Code to load packages used

# load required packages
library(knitr) # for creating the R Markdown document
library(tidyverse) # for data manipulation and visualization
library(MatchIt) # for matching analysis
library(lmtest) # for modifying regression standard errors
library(sandwich) # for robust and cluster robust standard errors
library(DT) # for displaying the data as tables
library(mediocrethemes) # vincent's custom ggplot2 theme
library(tictoc) # for measuring running time
library(beepr) # for making a sound when the code is done
library(here) # for paths management

# set ggplot theme
set_mediocre_all(pal = "coty")

Summary and intuition

In the case of matching, the unconfoundedness / exaggeration trade-off is mediated by the

‘strength’ of the instrument considered. When the instrument only explains a limited portion of the variation in the explanatory variable, the IV can still be successful in avoiding confounders but power can low, potentially leading to exaggeration issues to arise.

In this document, I show through simulations how matching procedures targeting the common support of the data could be under-powered and lead to inflated statistically significant estimates. We illustrate this issue with fake-data similar to those from non-randomized labor training programs. In this case, treated individuals self-select themselves to get the treatment and may therefore have different characteristics from individuals who do not enroll in the program. To estimate the causal effect of the treatment on treated, researchers can rely on matching, which is a pre-processing technique to approximate an hypothetical randomized experiment. The method has three main advantages:

Contrary to outcome regression approach, it does not directly model the relationship between the treatment of interest and the outcome
It adjusts non-parametrically for observed confounders
By pruning control units not similar to treated units, matching help reveal the common support of the data upon which researchers can more confidently draw their inference. Statistical models used to analyze the resulting data will suffer less from extrapolation bias.

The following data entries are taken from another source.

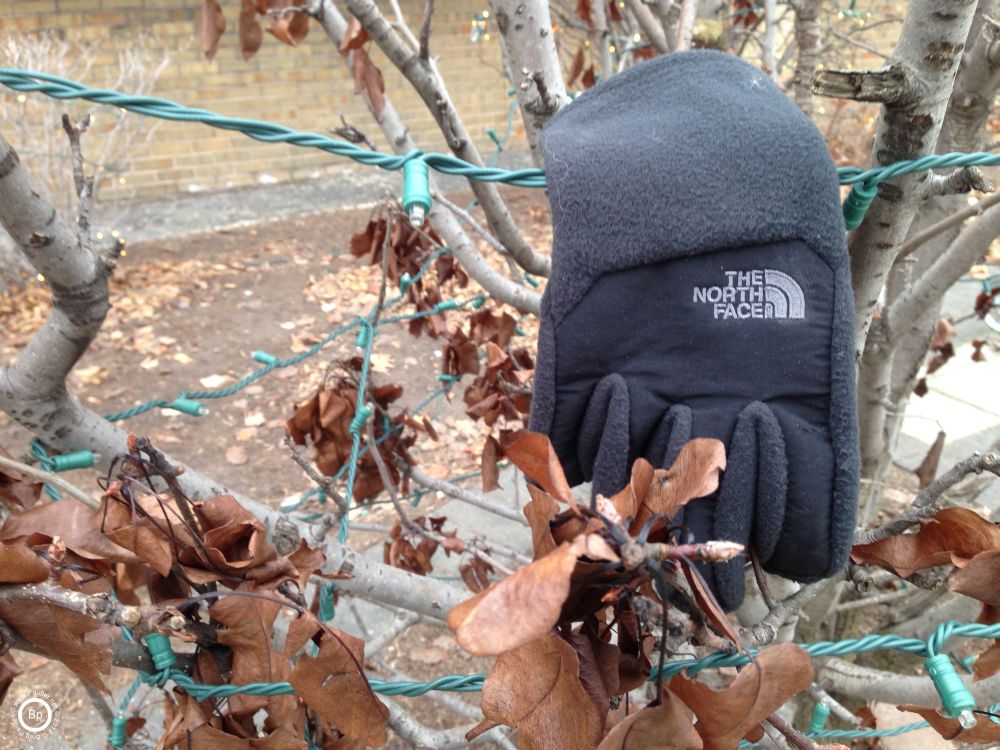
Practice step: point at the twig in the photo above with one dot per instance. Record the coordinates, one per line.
(795, 738)
(83, 183)
(169, 473)
(761, 578)
(767, 629)
(392, 631)
(634, 555)
(99, 607)
(924, 504)
(55, 480)
(945, 224)
(459, 493)
(326, 484)
(425, 31)
(887, 596)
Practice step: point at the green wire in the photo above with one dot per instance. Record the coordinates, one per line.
(269, 132)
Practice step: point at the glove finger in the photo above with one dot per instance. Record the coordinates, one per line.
(809, 547)
(752, 496)
(670, 436)
(603, 441)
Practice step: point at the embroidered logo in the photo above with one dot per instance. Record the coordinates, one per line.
(754, 294)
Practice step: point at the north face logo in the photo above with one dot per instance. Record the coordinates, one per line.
(754, 294)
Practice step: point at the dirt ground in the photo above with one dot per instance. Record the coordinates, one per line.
(186, 315)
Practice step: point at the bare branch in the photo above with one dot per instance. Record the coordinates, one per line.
(891, 84)
(460, 493)
(326, 484)
(434, 94)
(767, 629)
(971, 243)
(425, 31)
(867, 684)
(650, 25)
(962, 180)
(925, 503)
(398, 136)
(945, 224)
(836, 708)
(530, 51)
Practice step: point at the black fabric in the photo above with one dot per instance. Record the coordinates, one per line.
(700, 288)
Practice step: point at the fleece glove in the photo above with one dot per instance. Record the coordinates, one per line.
(700, 287)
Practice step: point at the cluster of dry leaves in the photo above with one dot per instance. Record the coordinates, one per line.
(207, 575)
(967, 547)
(574, 631)
(480, 346)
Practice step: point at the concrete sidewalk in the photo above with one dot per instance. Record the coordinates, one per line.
(963, 400)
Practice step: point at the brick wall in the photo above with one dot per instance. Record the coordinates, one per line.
(307, 88)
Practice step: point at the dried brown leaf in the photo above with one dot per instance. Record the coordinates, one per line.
(533, 454)
(726, 716)
(333, 685)
(524, 606)
(368, 80)
(984, 731)
(20, 564)
(536, 688)
(666, 726)
(250, 33)
(952, 533)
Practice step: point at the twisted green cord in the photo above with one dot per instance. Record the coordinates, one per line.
(63, 88)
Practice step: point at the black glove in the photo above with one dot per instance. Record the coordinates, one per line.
(701, 288)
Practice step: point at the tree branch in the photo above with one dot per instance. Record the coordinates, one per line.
(892, 84)
(460, 493)
(925, 503)
(945, 224)
(397, 134)
(869, 684)
(425, 31)
(432, 91)
(908, 129)
(973, 242)
(650, 25)
(529, 51)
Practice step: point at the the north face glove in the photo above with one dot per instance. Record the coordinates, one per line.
(700, 287)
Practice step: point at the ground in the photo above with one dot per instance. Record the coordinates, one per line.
(187, 313)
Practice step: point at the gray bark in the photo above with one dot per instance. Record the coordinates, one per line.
(930, 45)
(33, 391)
(443, 221)
(529, 51)
(809, 39)
(432, 91)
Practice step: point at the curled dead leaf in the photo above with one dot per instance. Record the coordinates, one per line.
(726, 716)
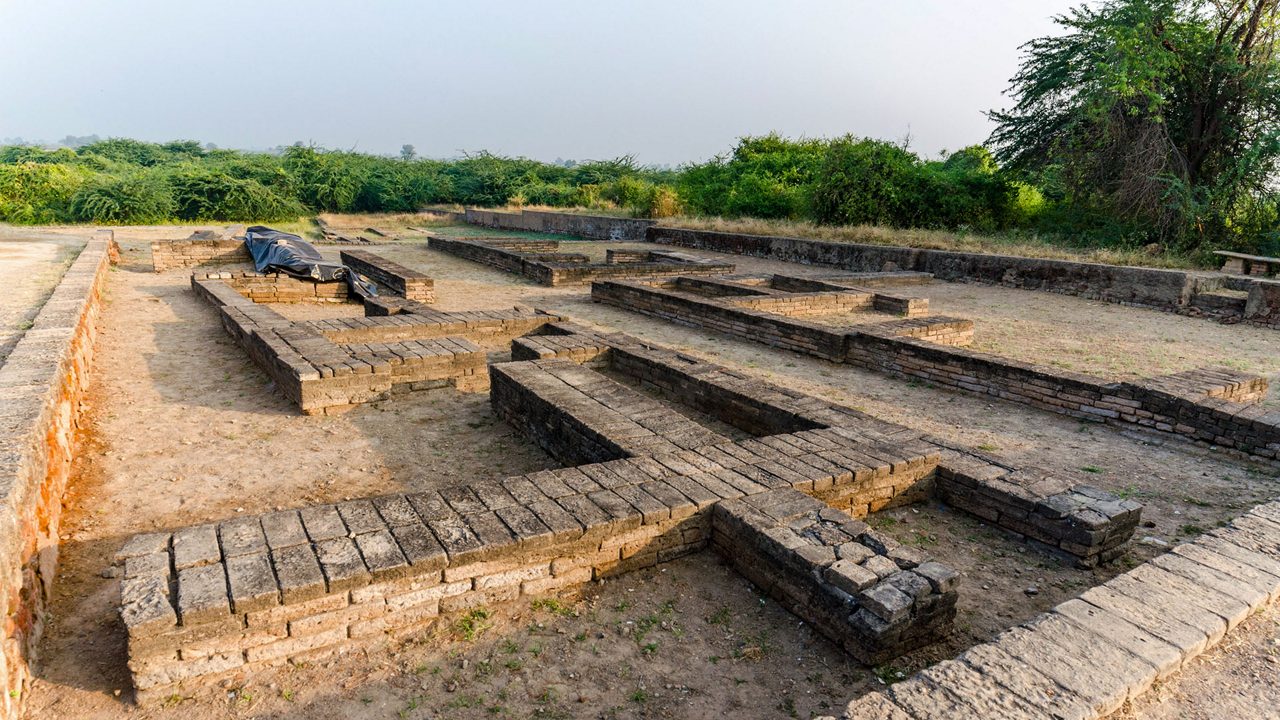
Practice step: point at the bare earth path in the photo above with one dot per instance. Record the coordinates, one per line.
(186, 429)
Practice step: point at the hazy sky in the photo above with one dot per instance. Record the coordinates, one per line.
(667, 81)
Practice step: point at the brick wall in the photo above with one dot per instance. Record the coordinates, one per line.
(590, 227)
(1166, 290)
(42, 383)
(279, 287)
(400, 279)
(173, 254)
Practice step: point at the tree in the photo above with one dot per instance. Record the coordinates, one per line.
(1161, 113)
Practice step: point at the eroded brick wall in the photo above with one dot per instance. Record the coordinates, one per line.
(42, 383)
(174, 254)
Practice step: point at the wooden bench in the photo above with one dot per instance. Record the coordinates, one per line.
(1242, 264)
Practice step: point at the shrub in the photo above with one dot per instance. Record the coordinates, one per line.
(865, 182)
(132, 199)
(33, 192)
(200, 194)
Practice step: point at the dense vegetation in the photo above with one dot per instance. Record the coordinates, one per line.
(1144, 122)
(126, 181)
(1156, 119)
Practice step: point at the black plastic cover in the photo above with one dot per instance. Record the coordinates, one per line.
(277, 251)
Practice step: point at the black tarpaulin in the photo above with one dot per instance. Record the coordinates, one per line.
(277, 251)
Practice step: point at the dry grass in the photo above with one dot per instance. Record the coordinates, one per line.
(1027, 246)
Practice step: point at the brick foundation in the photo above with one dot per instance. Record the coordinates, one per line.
(400, 279)
(176, 254)
(1210, 405)
(42, 383)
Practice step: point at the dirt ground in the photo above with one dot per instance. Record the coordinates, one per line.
(186, 429)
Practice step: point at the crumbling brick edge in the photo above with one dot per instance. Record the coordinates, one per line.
(42, 383)
(1091, 654)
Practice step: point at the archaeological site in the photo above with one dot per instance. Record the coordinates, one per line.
(553, 465)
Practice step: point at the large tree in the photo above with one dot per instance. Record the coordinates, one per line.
(1161, 113)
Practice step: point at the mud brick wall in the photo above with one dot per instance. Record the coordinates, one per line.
(613, 256)
(211, 601)
(1210, 418)
(592, 227)
(278, 287)
(823, 341)
(881, 464)
(421, 322)
(579, 415)
(566, 268)
(42, 383)
(560, 274)
(1168, 290)
(1089, 524)
(1091, 654)
(321, 376)
(400, 279)
(800, 304)
(872, 596)
(502, 259)
(173, 254)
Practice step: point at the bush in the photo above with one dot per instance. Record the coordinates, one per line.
(200, 194)
(865, 182)
(766, 177)
(132, 199)
(33, 192)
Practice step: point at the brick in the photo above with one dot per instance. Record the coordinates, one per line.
(202, 595)
(298, 573)
(252, 582)
(342, 564)
(195, 546)
(382, 555)
(283, 529)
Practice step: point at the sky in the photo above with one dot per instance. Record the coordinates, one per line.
(666, 81)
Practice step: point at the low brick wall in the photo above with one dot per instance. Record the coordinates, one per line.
(1206, 405)
(864, 591)
(1091, 654)
(580, 417)
(42, 383)
(279, 287)
(329, 367)
(227, 598)
(539, 261)
(176, 254)
(410, 285)
(592, 227)
(1166, 290)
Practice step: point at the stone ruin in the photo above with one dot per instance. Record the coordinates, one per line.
(664, 455)
(1212, 406)
(641, 484)
(540, 260)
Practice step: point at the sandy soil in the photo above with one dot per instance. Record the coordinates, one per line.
(30, 270)
(184, 429)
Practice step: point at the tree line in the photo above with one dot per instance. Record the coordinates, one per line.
(1141, 122)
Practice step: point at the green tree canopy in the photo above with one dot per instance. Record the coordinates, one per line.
(1161, 113)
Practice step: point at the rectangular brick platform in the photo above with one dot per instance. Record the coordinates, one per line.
(873, 597)
(1210, 405)
(543, 263)
(328, 367)
(1087, 656)
(227, 598)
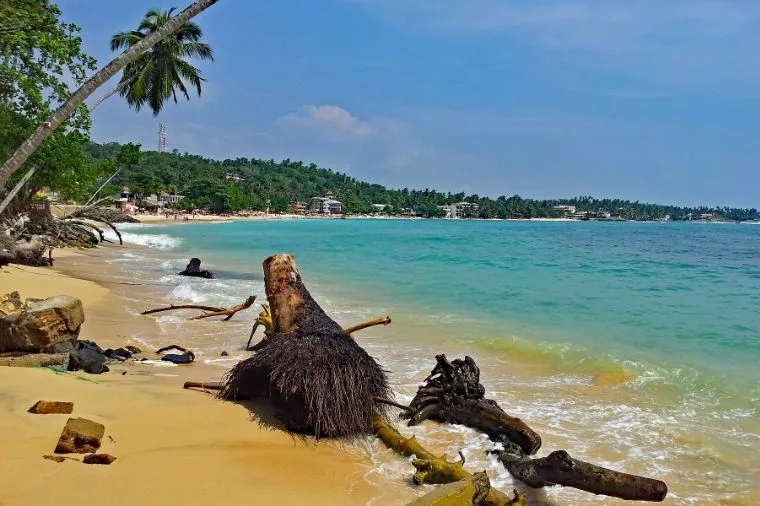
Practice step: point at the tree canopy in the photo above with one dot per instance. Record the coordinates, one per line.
(241, 183)
(162, 72)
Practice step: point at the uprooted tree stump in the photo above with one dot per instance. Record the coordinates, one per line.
(453, 393)
(321, 380)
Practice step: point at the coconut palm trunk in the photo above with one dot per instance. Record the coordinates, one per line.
(88, 88)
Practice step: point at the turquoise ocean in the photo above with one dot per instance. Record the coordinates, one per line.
(633, 345)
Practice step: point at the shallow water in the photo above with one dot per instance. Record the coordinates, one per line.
(632, 345)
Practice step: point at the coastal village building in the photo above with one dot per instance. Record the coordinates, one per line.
(297, 208)
(566, 210)
(231, 176)
(326, 205)
(170, 199)
(460, 210)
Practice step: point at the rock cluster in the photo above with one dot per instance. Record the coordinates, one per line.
(44, 333)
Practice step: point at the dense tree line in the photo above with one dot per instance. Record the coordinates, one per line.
(204, 182)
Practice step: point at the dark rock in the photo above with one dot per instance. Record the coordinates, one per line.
(194, 269)
(118, 354)
(38, 326)
(89, 357)
(69, 346)
(185, 358)
(52, 408)
(10, 303)
(80, 435)
(37, 360)
(99, 458)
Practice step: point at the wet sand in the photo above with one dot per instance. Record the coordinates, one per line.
(173, 446)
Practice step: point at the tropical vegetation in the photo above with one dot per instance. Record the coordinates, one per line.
(249, 184)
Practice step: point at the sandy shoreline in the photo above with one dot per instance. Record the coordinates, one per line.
(173, 446)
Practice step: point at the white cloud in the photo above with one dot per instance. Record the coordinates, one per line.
(331, 121)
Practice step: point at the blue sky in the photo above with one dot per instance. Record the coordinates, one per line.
(655, 100)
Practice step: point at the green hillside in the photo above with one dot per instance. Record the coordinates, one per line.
(204, 182)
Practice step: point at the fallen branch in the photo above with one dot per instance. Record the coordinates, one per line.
(436, 470)
(559, 468)
(379, 321)
(183, 306)
(210, 311)
(228, 312)
(453, 393)
(214, 385)
(265, 320)
(466, 492)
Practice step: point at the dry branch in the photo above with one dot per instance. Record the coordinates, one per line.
(559, 468)
(379, 321)
(228, 312)
(453, 393)
(466, 492)
(209, 310)
(433, 469)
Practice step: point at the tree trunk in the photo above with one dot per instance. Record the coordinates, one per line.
(8, 198)
(322, 381)
(101, 187)
(101, 77)
(559, 468)
(106, 96)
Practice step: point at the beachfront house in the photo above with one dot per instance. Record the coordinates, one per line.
(565, 210)
(296, 207)
(460, 210)
(326, 205)
(169, 199)
(232, 176)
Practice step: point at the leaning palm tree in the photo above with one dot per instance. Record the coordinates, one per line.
(161, 72)
(67, 108)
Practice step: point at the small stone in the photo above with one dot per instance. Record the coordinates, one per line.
(99, 458)
(80, 435)
(52, 408)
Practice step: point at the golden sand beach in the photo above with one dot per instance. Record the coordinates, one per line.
(173, 446)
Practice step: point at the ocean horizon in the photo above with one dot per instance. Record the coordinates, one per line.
(632, 345)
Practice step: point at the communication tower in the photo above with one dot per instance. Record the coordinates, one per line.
(161, 138)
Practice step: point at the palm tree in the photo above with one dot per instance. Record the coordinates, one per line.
(99, 79)
(160, 73)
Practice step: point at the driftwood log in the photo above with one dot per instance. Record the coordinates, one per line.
(453, 393)
(209, 311)
(321, 380)
(466, 492)
(432, 469)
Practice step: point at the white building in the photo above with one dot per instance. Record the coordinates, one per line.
(459, 210)
(326, 205)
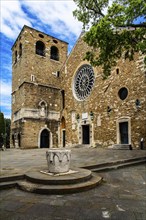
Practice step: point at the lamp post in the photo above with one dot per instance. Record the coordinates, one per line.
(78, 118)
(91, 116)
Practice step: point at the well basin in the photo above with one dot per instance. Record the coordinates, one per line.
(58, 160)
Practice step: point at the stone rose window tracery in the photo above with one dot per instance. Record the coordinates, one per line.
(83, 82)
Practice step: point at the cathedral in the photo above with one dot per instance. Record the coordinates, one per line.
(60, 100)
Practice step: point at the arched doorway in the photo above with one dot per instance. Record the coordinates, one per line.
(45, 139)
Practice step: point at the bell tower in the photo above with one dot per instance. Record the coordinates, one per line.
(36, 62)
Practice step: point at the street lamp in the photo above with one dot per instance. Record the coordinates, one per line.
(91, 116)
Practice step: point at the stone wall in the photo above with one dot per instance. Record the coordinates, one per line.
(105, 126)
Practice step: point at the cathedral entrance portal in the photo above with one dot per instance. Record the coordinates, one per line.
(45, 139)
(85, 134)
(123, 127)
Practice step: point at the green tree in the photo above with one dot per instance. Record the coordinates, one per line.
(2, 130)
(113, 29)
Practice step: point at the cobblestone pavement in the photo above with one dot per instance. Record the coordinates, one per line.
(16, 161)
(121, 196)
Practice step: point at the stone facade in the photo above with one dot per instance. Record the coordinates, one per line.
(113, 113)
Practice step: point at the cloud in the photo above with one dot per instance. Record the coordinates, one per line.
(54, 14)
(12, 18)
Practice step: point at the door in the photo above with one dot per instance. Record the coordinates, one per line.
(124, 132)
(63, 133)
(85, 134)
(45, 136)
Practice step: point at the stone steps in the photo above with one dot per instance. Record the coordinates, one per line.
(121, 146)
(38, 182)
(60, 189)
(116, 164)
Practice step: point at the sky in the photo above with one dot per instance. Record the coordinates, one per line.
(54, 17)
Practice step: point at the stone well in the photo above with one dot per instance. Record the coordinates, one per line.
(58, 160)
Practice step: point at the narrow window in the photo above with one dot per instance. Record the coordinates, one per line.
(20, 50)
(32, 78)
(40, 48)
(63, 98)
(54, 54)
(117, 70)
(58, 73)
(16, 56)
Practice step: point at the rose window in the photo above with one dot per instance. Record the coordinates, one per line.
(83, 82)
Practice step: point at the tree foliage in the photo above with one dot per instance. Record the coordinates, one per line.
(114, 28)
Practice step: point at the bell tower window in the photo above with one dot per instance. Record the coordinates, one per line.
(40, 48)
(16, 56)
(20, 50)
(54, 54)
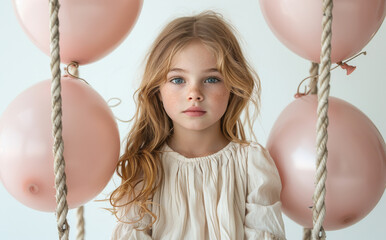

The method however relies on the strong assumption that no unmeasured confounders exist and, depending on its stringency, may discard many units from the analysis. This second limit could result in a lack of statistical power to estimate the average treatment on the treated. If journal editors and researchers favor studies based on the their statistical significance, under-powered studies based on matching procedures could lead to estimates that are too large.

Data Generating Procedure

General Approach

To illustrate how matching procedures could be particularly sensitive to statistically significant estimates that inflated, we simulate fake-data from a non-randomized labor training program targeting young individuals. Below are the main steps of the simulation:

We first create the units identifiers (id). Each unit is an individual.
Many simulations found in the applied statistics literature test the performance on matching algorithms by first simulating covariates and then simulating the true but unknown propensity to be treated of units. Our goal here is different as we do not want to test the performance of various matching algorithms but rather illustrate how a lack of common overlap in propensity scores can result in a loss statistical power. We therefore first assign a fraction of individual (p_treat) to the treatment and then simulate the true propensity score variable true_ps for treated and control units. For treated units, we draw the propensity scores from a normal distribution \(N(\mu_{T}, \sigma_{T})\) and for control units, from a normal distribution \(N(\mu_{C}, \sigma_{C})\).
Once the the true propensity scores are created, we define the potential outcomes of each individual. Here, potential outcomes represent the income (in euros) of the individuals if they undertake the training program or not. The potential outcome without treatment adoption, Y(0), is simulated using the following equation: \(Y_{0} = Wage \times True Propensity Score + N(\mu_{noise}, \sigma_{noise})\). This equation makes the potential outcomes Y(0) partly different for treated and control units.
We finally simulate the potential outcomes when individuals benefit from the training program. The average treatment effect on the treated (ATT) was set to a constant effect of +100 euros. The average treatment effect on the control (ATC) was set to a constant effect of +50. The constant treatment effect assumption is made to simply the illustration of the issue we are interested in. In our simulations, when we make the propensity score matching more stringent, not all treated units will be matched to similar control units. The causal estimand will no longer be the ATT and we should compute it true effect for each iteration if the causal effect was not constant.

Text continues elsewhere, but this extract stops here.